Suppose we have a mainJobA that is computing a time integration of a deforming elastic body. This integration requires a Jacobian J, which is computationally expensive to generate. A helperJobB is tasked to update that Jacobian J. HelperJobB may not be fast enough to update the entire Jacobian before each timestep.
We should have flexibility on where mainJobA and helperJobB are run.

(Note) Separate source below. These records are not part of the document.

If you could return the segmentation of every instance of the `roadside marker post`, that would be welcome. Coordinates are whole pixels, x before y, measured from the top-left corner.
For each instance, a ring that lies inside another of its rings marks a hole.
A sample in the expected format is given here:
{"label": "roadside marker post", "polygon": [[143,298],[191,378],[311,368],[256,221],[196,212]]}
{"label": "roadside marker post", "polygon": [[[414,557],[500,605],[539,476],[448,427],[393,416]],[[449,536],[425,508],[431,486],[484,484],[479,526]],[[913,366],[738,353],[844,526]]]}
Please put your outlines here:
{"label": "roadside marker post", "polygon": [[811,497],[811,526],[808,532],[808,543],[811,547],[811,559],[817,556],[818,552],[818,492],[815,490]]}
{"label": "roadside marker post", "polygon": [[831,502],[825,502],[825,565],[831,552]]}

After talking with Professor Negrut, we have refined this to be something similar to TBB or OpenMP. In this project, however, the programmer can create a parent task that can spawn child subtasks on either the host, GPU, or a different node entirely. These subtasks must complete before the parent task can move on.
Run make
. It will generate two binaries (mpi_task
and cpu_task
) in the top level directory,
which are the programs in the examples folder.
The cpu_task
binary can be run on any machine, as it spins off threads only.
The mpi_task
must be run with sbatch or srun, as it requires a node with a GPU. An example shell script is given below:
#!/bin/bash
#SBATCH --partition=slurm_shortgpu
#SBATCH --time=0-00:15:00 # run time in days-hh:mm:ss
#SBATCH --nodes=1
#SBATCH --ntasks=20
#SBATCH --error=sbatch.err
#SBATCH --output=sbatch.out
#SBATCH --gres=gpu:1
./mpi_task